What is different about the strain called 27a that was isolated originally in Germany? Does 27a differ both genetically and antigenically?
We now speak about 27a-like strains because the original 27a maybe does not exist anymore. They differ because they have some new amino acids located in a very important part of the capsid. We call these locations ‘loops’ and they are exactly the parts that stimulate the immune system. The changes in some points of these loops can have other effects, like a better replication activity of these strains. This way, the 27a-like strains are very important in the field.
You mention antigenic differences. Is a 27a-like PPV generally more virulent?
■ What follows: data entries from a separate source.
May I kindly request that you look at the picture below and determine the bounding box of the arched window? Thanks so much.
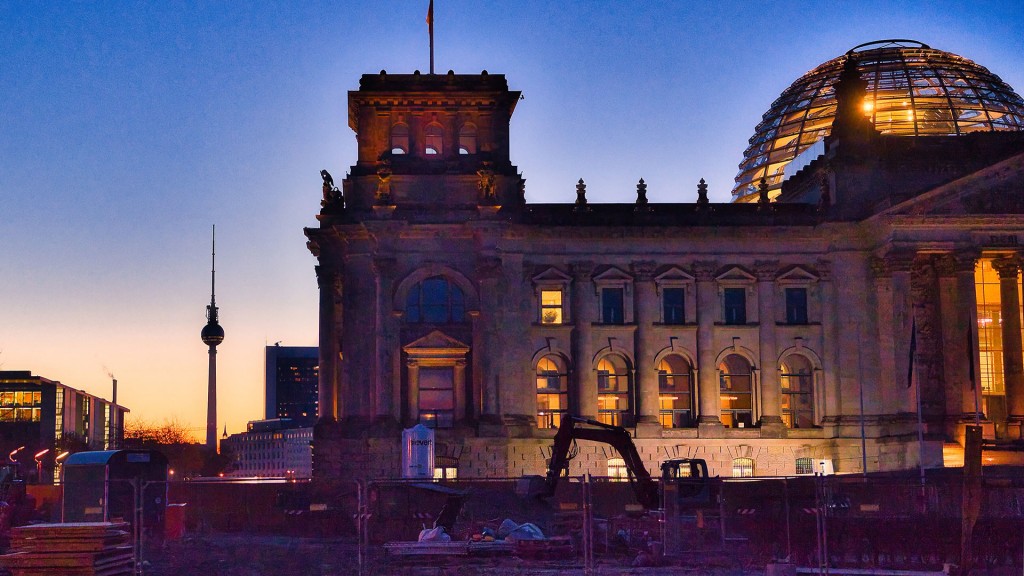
[797,458,814,475]
[779,354,814,428]
[391,122,409,154]
[732,458,754,478]
[537,355,568,428]
[608,458,630,482]
[423,124,444,156]
[597,355,633,426]
[657,355,693,428]
[406,276,466,324]
[459,124,476,154]
[718,354,754,428]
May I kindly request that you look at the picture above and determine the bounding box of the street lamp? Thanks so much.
[33,448,50,484]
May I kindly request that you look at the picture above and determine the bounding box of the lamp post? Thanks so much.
[33,448,50,484]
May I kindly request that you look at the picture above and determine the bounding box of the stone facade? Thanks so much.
[306,68,1024,478]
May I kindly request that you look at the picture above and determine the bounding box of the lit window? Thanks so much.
[391,123,409,154]
[732,458,754,478]
[537,355,568,428]
[597,355,633,426]
[662,288,686,324]
[423,124,444,156]
[797,458,814,475]
[541,290,563,324]
[657,355,693,428]
[608,458,630,482]
[601,288,626,324]
[785,288,807,324]
[718,354,754,428]
[722,288,746,324]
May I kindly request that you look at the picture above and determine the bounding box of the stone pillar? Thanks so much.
[992,255,1024,438]
[633,261,662,436]
[373,257,401,423]
[473,256,503,423]
[754,260,783,437]
[693,261,723,428]
[883,252,923,414]
[315,265,342,420]
[570,261,597,419]
[952,250,984,424]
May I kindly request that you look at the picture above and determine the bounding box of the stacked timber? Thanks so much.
[0,522,134,576]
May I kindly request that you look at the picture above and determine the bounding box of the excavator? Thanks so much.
[524,416,710,510]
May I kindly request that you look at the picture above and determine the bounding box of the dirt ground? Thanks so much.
[143,534,763,576]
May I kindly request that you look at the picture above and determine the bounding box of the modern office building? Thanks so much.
[0,371,128,483]
[305,41,1024,478]
[264,344,319,426]
[220,418,313,479]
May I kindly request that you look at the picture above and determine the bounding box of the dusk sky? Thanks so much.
[0,0,1024,439]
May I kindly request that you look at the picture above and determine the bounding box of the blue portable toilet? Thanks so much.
[61,450,168,530]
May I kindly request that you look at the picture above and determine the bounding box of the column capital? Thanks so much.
[631,260,657,282]
[692,260,718,282]
[992,254,1021,280]
[569,260,595,282]
[754,260,778,282]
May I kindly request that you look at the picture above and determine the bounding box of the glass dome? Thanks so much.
[732,40,1024,202]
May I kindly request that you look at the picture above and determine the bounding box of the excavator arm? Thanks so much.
[540,416,660,509]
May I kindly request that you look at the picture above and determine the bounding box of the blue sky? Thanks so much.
[0,0,1024,431]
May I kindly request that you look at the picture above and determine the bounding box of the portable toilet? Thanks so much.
[61,450,168,530]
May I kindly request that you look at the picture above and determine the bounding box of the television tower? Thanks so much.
[203,224,224,451]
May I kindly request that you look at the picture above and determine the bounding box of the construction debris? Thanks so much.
[0,522,134,576]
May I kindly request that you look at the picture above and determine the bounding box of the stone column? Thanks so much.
[952,250,984,423]
[373,256,401,423]
[315,265,342,420]
[633,261,662,436]
[693,261,723,428]
[754,260,783,437]
[570,261,597,419]
[473,256,503,423]
[992,255,1024,438]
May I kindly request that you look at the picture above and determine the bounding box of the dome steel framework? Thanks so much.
[732,40,1024,202]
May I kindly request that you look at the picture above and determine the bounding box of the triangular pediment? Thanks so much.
[777,265,819,283]
[531,266,572,284]
[594,266,633,282]
[401,330,469,355]
[715,266,757,282]
[654,266,696,283]
[882,148,1024,216]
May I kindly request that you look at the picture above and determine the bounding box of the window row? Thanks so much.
[537,354,815,428]
[390,122,477,158]
[540,286,809,325]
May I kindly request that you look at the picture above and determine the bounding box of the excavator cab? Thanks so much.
[662,458,711,504]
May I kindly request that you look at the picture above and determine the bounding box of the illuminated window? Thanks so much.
[537,355,568,428]
[657,355,694,428]
[779,355,814,428]
[718,354,754,428]
[732,458,754,478]
[597,355,633,426]
[541,290,563,324]
[459,124,476,154]
[423,124,444,156]
[404,276,466,324]
[797,458,814,475]
[391,123,409,154]
[608,458,630,482]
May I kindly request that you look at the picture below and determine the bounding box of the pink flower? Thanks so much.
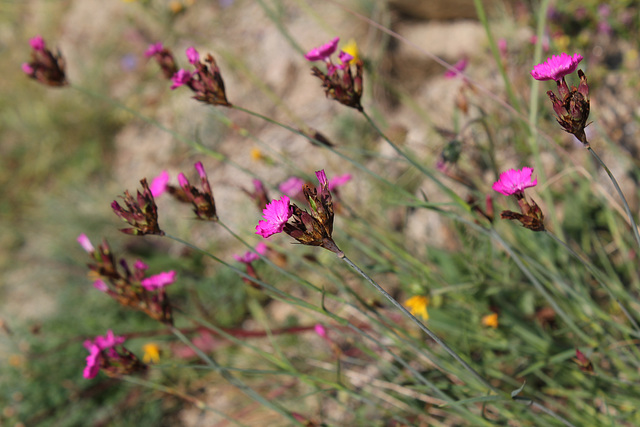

Studies by Professor Truyen did see that 27a was more virulent, compared to a more standard PPV virus. Importantly, the variants could replicate better in some cases and antibodies raised against some older strains have some reduced neutralising capability against these 27a strains.
How is the performance of the actual commercial vaccines affected by these new strains?
The antibodies generated by some old vaccine strains have their neutralising capability reduced by the new PPV.
Is this PPV evolution an international phenomenon?
So far, these 27a-like strains occur mostly in Europe and the Americas. Reports from Asia are isolated by comparison. For some Asian countries like China we observe a predominance of other strains and a greater diversity of the strains there. In Europe, while 27a-like PPV predominates in sow herds, the strains in wild boar populations are genetically more diverse.
Could our use of established vaccines have played a role in influencing the evolution of the parvovirus?
We do not need to blame the vaccine for these new mutants or new strains. An early hypothesis was that the emergence of new capsid profiles could be due to viral adaptation towards vaccines. These strains were sometimes called escaped mutants. However, in our studies we could see how a very adapted strain could manage to stand out from others because it was more fit to compete with them. Vaccination could even reduce some genetic diversity. Genetic variability usually occurs when the virus has a little bit more freedom to replicate, which does not happen when you have a vaccine. Vaccinating imposes serious selective pressure on the predominance of certain strains. That is why it is important to monitor wild boar populations, which do not have vaccines and therefore usually have a higher genetic diversity for porcine parvovirus and other viruses.
You view new vaccine developments as welcome, to take account of the emergence of different dominant virus strains in pig populations and the response that they might have to the traditional vaccines?
The improvement of vaccine technology must be constant. We have to keep in mind that this virus has a high mutation rate and will never stop undergoing changes. I also highlight the importance of monitoring these changes, in countries with large swine production systems. This evolutionary process is geographically related and therefore the vaccine companies as well as swine producers and veterinarians must be aware of the information.